Chris Rea drew inspiration for the album from the Santo Spirito church in Florence during a visit to his daughter. Regarding the first documentary, his interest was piqued by the theme of bullfighting and matadors, including figures like Julián López Escobar. However, during a trip to Seville, when he attended a bullfight, he was horrified by the harsh reality. He left the event, stating that "there are two sides to that story because even after the bull is half dead, the bullfighter still has to be really brave."
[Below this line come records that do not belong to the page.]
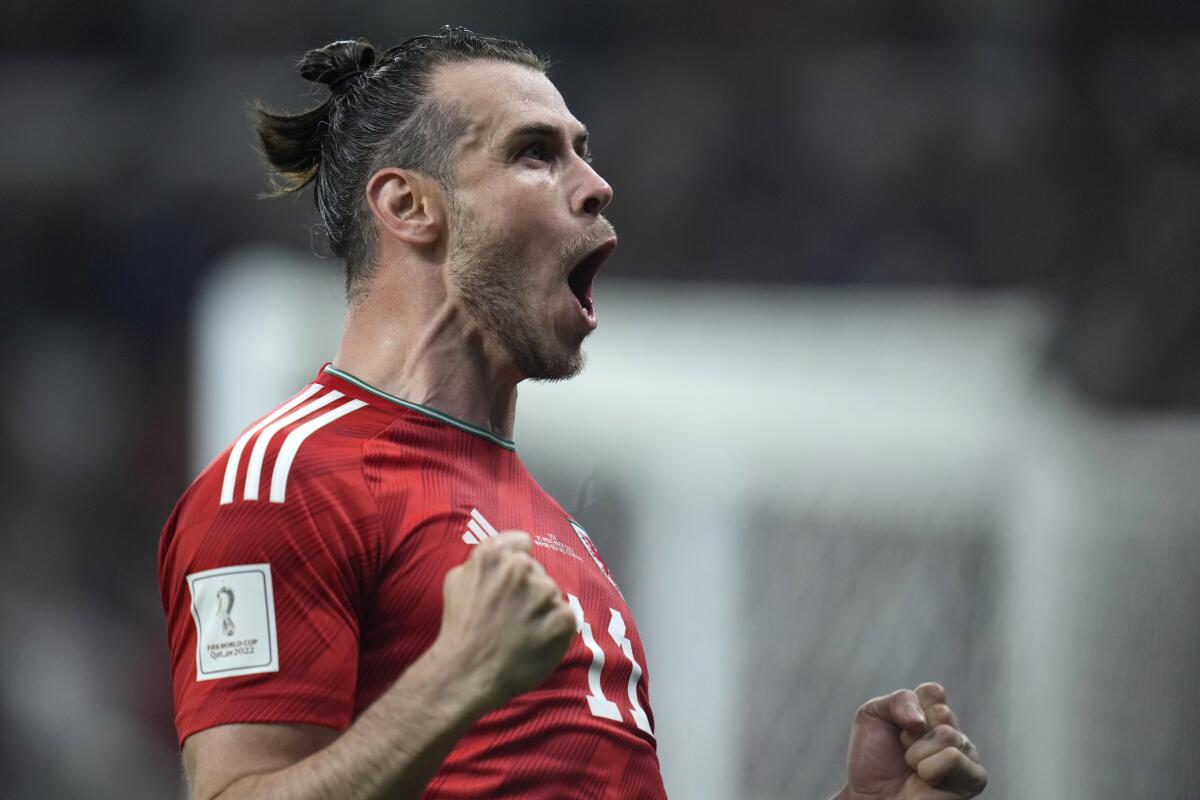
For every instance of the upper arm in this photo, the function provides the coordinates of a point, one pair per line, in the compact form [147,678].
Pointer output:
[264,599]
[219,757]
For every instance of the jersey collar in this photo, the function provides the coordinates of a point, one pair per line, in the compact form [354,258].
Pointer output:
[508,444]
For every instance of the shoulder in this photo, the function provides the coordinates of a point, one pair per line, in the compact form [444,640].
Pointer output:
[307,449]
[293,477]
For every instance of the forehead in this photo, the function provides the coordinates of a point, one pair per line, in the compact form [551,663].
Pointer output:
[498,96]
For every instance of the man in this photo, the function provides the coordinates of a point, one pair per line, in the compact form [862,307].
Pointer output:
[346,618]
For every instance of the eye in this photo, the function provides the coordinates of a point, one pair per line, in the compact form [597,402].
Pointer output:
[537,150]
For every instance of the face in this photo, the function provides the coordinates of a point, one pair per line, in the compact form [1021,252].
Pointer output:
[527,233]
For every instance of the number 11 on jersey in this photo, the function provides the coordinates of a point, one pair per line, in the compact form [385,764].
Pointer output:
[598,703]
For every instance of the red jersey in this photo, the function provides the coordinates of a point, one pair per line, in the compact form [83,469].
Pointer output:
[301,575]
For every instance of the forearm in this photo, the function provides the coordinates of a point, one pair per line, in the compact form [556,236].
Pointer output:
[391,750]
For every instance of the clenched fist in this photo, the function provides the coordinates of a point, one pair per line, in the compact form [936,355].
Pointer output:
[504,623]
[907,746]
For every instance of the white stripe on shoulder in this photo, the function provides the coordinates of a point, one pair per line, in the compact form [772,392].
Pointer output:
[255,468]
[231,476]
[292,444]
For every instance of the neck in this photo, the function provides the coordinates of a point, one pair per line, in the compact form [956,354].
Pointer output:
[407,338]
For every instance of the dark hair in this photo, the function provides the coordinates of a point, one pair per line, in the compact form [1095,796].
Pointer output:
[379,113]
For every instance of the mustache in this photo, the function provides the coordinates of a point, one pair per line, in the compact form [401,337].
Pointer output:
[573,251]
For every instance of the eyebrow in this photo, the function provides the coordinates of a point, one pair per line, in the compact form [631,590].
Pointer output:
[550,131]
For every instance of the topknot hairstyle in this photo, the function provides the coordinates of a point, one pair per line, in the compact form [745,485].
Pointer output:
[379,113]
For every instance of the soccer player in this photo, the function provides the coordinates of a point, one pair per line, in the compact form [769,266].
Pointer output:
[367,595]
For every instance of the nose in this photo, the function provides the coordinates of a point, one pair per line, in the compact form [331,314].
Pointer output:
[594,193]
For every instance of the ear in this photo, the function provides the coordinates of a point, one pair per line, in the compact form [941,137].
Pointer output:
[407,205]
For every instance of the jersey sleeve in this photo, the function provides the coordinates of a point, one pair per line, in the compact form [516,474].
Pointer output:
[263,599]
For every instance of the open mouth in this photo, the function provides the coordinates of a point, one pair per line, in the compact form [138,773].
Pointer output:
[585,272]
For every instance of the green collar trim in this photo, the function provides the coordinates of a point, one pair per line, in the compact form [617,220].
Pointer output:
[508,444]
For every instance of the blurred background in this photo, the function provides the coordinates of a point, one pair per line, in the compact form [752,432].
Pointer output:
[895,379]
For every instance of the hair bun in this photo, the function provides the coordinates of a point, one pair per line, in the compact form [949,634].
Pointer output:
[337,61]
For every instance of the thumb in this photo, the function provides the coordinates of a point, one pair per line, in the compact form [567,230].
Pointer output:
[900,708]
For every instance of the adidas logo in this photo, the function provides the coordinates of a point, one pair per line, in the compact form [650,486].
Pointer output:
[478,529]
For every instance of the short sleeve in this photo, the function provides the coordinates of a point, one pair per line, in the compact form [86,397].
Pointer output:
[263,601]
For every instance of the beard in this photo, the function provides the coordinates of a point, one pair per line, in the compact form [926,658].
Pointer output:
[501,295]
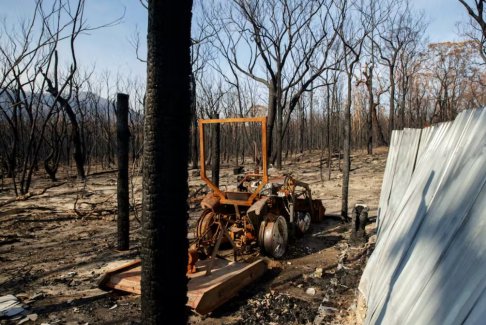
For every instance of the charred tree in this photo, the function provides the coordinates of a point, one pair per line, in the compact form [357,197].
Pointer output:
[216,150]
[167,119]
[123,141]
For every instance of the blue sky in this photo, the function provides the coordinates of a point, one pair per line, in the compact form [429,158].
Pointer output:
[109,48]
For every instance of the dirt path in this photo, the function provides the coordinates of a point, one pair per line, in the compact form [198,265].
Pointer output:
[53,251]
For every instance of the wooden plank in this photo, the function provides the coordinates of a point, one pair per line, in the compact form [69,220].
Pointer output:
[205,293]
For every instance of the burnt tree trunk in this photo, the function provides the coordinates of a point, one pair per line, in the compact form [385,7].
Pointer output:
[216,150]
[194,133]
[123,141]
[392,98]
[164,242]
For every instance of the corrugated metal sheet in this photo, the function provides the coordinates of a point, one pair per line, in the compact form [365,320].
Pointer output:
[429,264]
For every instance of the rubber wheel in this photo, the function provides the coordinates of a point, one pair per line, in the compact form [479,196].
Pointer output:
[274,237]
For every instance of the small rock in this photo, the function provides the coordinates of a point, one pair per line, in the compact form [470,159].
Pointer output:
[318,272]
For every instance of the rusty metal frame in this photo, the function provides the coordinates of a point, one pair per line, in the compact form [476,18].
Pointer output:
[202,155]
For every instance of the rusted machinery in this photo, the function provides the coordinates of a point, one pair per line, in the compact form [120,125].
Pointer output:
[261,213]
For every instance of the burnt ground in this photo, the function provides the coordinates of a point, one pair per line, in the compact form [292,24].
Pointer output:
[58,242]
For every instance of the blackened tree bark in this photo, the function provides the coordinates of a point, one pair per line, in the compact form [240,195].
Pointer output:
[167,119]
[216,150]
[123,140]
[194,133]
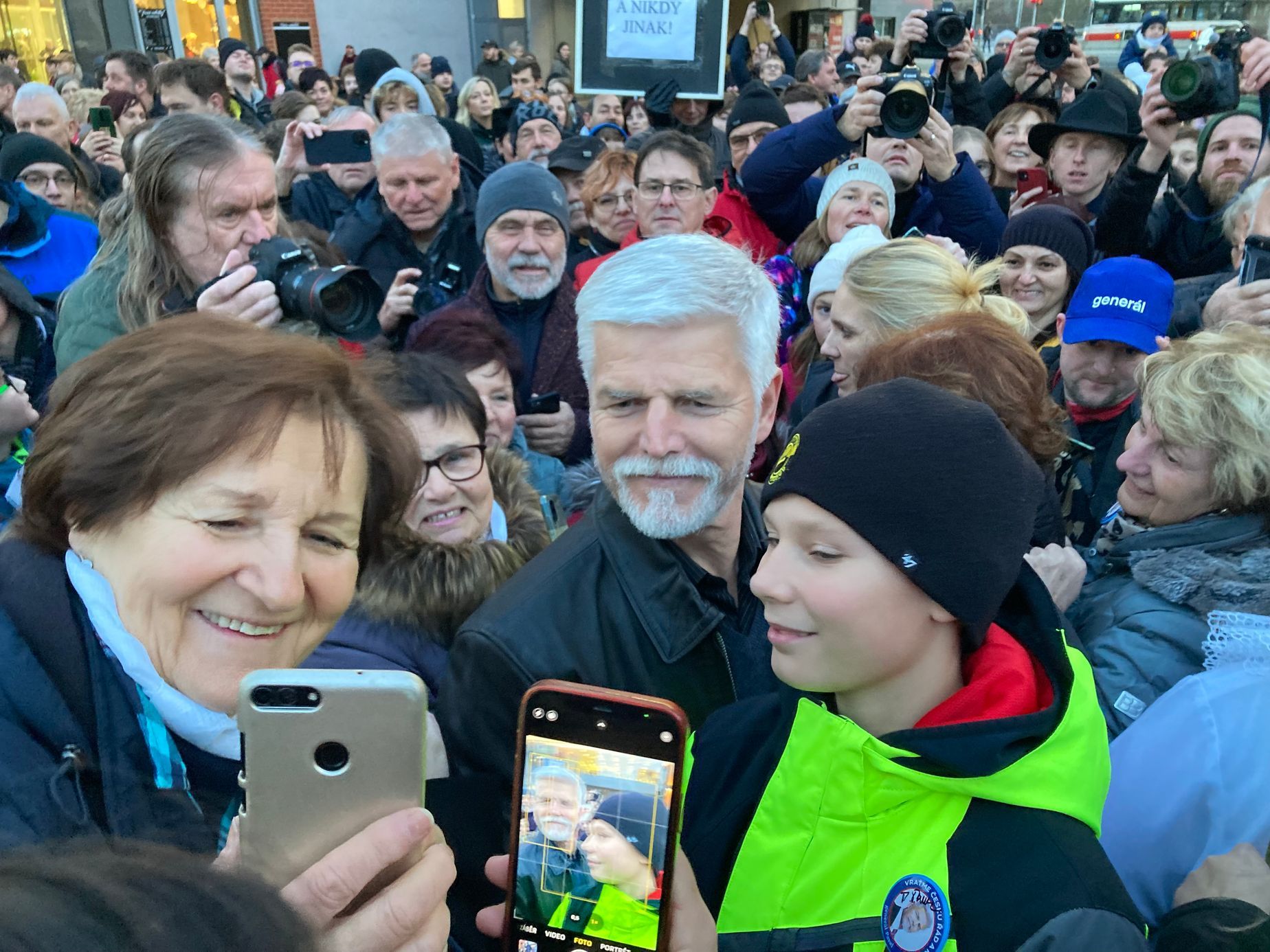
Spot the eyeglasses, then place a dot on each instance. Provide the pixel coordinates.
(610, 200)
(458, 465)
(737, 141)
(680, 191)
(38, 182)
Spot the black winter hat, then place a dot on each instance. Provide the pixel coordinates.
(931, 480)
(25, 149)
(757, 103)
(1056, 229)
(227, 47)
(370, 65)
(642, 820)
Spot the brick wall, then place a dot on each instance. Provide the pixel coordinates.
(291, 12)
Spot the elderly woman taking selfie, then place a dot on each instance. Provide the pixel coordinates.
(1188, 534)
(199, 506)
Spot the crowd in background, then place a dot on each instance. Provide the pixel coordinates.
(924, 464)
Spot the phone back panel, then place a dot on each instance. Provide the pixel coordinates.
(295, 810)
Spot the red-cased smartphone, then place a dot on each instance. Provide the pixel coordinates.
(594, 820)
(1036, 178)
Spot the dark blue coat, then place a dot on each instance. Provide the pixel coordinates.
(783, 187)
(75, 762)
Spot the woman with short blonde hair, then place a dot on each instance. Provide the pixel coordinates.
(1188, 534)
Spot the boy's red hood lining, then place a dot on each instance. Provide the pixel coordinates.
(1002, 679)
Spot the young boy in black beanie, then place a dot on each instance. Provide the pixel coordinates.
(935, 778)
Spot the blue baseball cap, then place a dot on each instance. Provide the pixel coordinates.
(1127, 300)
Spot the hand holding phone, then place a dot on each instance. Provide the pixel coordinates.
(594, 819)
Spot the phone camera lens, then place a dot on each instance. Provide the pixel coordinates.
(331, 757)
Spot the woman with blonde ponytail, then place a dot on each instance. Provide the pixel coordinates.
(901, 286)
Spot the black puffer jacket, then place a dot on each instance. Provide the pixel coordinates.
(371, 236)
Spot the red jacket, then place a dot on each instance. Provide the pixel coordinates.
(747, 230)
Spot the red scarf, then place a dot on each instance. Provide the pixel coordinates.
(1082, 414)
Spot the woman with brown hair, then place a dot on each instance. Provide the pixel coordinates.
(978, 356)
(199, 507)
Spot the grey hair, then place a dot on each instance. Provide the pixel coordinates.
(409, 136)
(723, 282)
(347, 112)
(31, 91)
(1240, 212)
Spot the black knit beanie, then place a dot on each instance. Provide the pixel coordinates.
(229, 46)
(1056, 229)
(25, 149)
(370, 65)
(757, 103)
(931, 480)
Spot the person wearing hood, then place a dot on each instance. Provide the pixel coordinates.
(1188, 534)
(891, 616)
(693, 117)
(473, 523)
(1152, 34)
(414, 230)
(1183, 231)
(755, 115)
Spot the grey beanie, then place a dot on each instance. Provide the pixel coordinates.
(520, 185)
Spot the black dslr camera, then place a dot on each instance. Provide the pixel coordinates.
(906, 109)
(1054, 46)
(945, 28)
(343, 301)
(1207, 84)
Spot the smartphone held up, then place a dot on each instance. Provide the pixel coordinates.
(594, 820)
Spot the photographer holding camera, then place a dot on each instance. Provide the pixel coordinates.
(937, 191)
(1183, 231)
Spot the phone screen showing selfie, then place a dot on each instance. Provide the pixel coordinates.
(599, 791)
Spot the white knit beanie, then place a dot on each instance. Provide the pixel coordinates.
(828, 273)
(858, 170)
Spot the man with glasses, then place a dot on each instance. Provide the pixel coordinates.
(673, 194)
(756, 113)
(45, 169)
(522, 224)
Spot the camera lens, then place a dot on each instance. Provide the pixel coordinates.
(331, 757)
(949, 31)
(904, 111)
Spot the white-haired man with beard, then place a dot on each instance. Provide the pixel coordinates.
(651, 591)
(522, 225)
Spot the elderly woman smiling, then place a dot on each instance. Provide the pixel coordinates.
(197, 508)
(1188, 534)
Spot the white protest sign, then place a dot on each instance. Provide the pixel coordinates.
(651, 30)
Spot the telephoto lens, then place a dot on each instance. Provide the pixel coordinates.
(1201, 87)
(906, 107)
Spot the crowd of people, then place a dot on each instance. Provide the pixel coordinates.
(927, 470)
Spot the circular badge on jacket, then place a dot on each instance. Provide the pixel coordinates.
(916, 916)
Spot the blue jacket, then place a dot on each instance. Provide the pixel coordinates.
(1142, 613)
(1133, 49)
(75, 760)
(783, 187)
(45, 248)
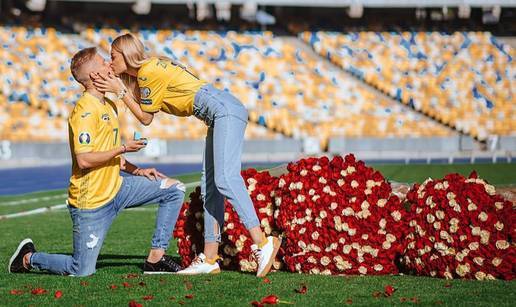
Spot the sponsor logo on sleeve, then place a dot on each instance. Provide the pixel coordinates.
(84, 138)
(144, 92)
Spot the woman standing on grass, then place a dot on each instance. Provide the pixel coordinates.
(153, 84)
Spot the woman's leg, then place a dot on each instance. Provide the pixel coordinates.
(213, 202)
(228, 139)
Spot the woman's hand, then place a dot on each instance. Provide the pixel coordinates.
(150, 173)
(107, 83)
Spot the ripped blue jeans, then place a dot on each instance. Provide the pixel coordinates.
(91, 226)
(226, 118)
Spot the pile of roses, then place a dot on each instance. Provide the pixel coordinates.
(235, 248)
(339, 216)
(460, 228)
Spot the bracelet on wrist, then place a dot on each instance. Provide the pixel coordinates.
(121, 94)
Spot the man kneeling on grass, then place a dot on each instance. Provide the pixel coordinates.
(97, 193)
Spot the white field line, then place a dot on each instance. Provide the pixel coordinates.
(31, 200)
(55, 208)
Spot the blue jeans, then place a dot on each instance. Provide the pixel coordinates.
(226, 118)
(90, 226)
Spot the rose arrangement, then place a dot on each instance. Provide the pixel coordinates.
(460, 228)
(338, 217)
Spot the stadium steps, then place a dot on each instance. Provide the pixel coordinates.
(301, 44)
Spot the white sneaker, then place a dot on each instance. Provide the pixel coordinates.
(200, 265)
(266, 255)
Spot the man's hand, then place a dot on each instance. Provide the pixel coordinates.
(134, 145)
(150, 173)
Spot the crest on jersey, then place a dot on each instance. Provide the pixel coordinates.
(144, 92)
(84, 138)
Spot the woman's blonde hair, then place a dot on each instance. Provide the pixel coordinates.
(134, 55)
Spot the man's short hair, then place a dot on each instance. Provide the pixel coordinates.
(79, 59)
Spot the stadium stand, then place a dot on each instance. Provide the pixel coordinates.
(285, 88)
(464, 80)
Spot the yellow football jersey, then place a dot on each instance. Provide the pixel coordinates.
(167, 86)
(93, 127)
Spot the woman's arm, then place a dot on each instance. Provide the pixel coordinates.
(110, 83)
(144, 117)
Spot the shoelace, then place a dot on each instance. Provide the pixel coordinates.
(196, 261)
(257, 255)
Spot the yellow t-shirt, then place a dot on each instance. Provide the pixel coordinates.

The documentary "Bull Fighting" (59 minutes) offers a raw and brutally honest chronicle of bullfighting. It features neo-classical and Spanish-themed gypsy music. The second documentary, "Santo Spirito" (55 minutes), adopts the appearance of a Russian 1930s black and white film. It follows a man on a quest for truth in religion in the city of Florence—a journey he may or may not wish he had undertaken. Both documentaries were written and directed by Rea, with assistance from filmmaker Scott McBurney.[citation needed] Rea recalls that he created these films "just so that I could compose the music." The second documentary was broadcast in September 2011 on Tagesschau German television service.

==Reception==
Jon O'Brien in review for AllMusic rated the album 3/5 stars and concluded that the "overall ambitious concept proves that the just-turned-sixty-year-old certainly no longer holds any commercial aspirations". Artur Schulz for laut.de gave it the same score, and noted it has a mixture of both authentic blues and his pop-rock catchy work (particularly "The Chance of Love") from the "Dancing with Strangers" era, "with mostly good results: Chris manages the balancing act between fun and seriousness mostly effortlessly". Luke Turner in BBC review noted that it is a "straightforward homage to blues traditionalism [...] playing is exemplary, his songwriting accomplished, the boxes ticked", but being too focused on guitar playing, besides "The Chance of Love" his "gravelly voice [...] struggles to be heard".

==Track listing==

Santo Spirito Blues track listing
| No. | Title | Length |
|---|---|---|
| 1. | "Dancing My Blues Away" | 4:13 |
| 2. | "Rock and Roll Tonight" | 3:42 |
| 3. | "Never Tie Me Down" | 4:35 |
| 4. | "The Chance of Love" | 4:15 |
| 5. | "The Last Open Road" | 4:20 |
| 6. | "Electric Guitar" | 4:21 |
| 7. | "Money" | 6:47 |
| 8. | "The Way She Moves" | 5:55 |
| 9. | "Dance with Me All Night Long" | 6:03 |
| 10. | "Think Like a Woman" | 4:19 |
| 11. | "You Got Lucky" | 3:55 |
| 12. | "Lose My Heart in You" | 4:55 |
| 13. | "I Will Go On" | 3:00 |
| Total length: |  | 60:14 |

Bull Fighting: The Soundtrack
| No. | Title | Length |
|---|---|---|
| 1. | "Girl" | 7:26 |
| 2. | "Girl and Matador" | 8:15 |
| 3. | "Here He Comes" | 8:26 |
| 4. | "Gates" | 3:07 |
| 5. | "The Work" | 6:45 |
| 6. | "The Bull" | 2:58 |
| 7. | "The Fight" | 10:10 |
| 8. | "Main Tune" | 4:29 |
| 9. | "Old Matador" | 3:27 |
| 10. | "Finale" | 3:01 |

Santo Spirito: The Soundtrack
| No. | Title | Length |
|---|---|---|
| 1. | "Santo Spirito" | 4:02 |
| 2. | "The Truth" | 4:27 |
| 3. | "Florence Streets" | 3:13 |
| 4. | "Dante's Inferno" | 4:51 |
| 5. | "Does Love Count for Nothing" | 3:12 |
| 6. | "Forever" | 1:28 |
| 7. | "Somewhere Between the Stars" | 6:39 |

== Personnel ==
- Chris Rea – performer, producer, cover painting
- Paul Casey – recording
- Jon Kelly – mastering
- Tim Young – mastering
- Metropolis Mastering (London, UK) – mastering location
- Peacock – design
- Scott McBurney – photography
- John Knowles – management

==Charts==

Chart performance for Santo Spirito Blues
| Chart (2011) | Peak position |
|---|---|
| Austrian Albums (Ö3 Austria) | 30 |
| Belgian Albums (Ultratop Flanders) | 43 |
| Belgian Albums (Ultratop Wallonia) | 38 |
| Croatian Albums (TOTS) | 13 |
| Danish Albums (Hitlisten) | 39 |
| Dutch Albums (Album Top 100) | 44 |
| Finnish Albums (Suomen virallinen lista) | 35 |
| German Albums (Offizielle Top 100) | 10 |
| Hungarian Albums (Mahasz) | 33 |
| Norwegian Albums (VG-lista) | 27 |
| Polish Albums (OLiS) | 33 |
| Swiss Albums (Schweizer Hitparade) | 31 |
| UK Albums (OCC) | 13 |

== Certifications ==

Certifications for Santo Spirito Blues
| Region | Certification | Certified units/sales |
| Poland (ZPAV) | Gold | 10,000^{*} |
^{*} Sales figures based on certification alone.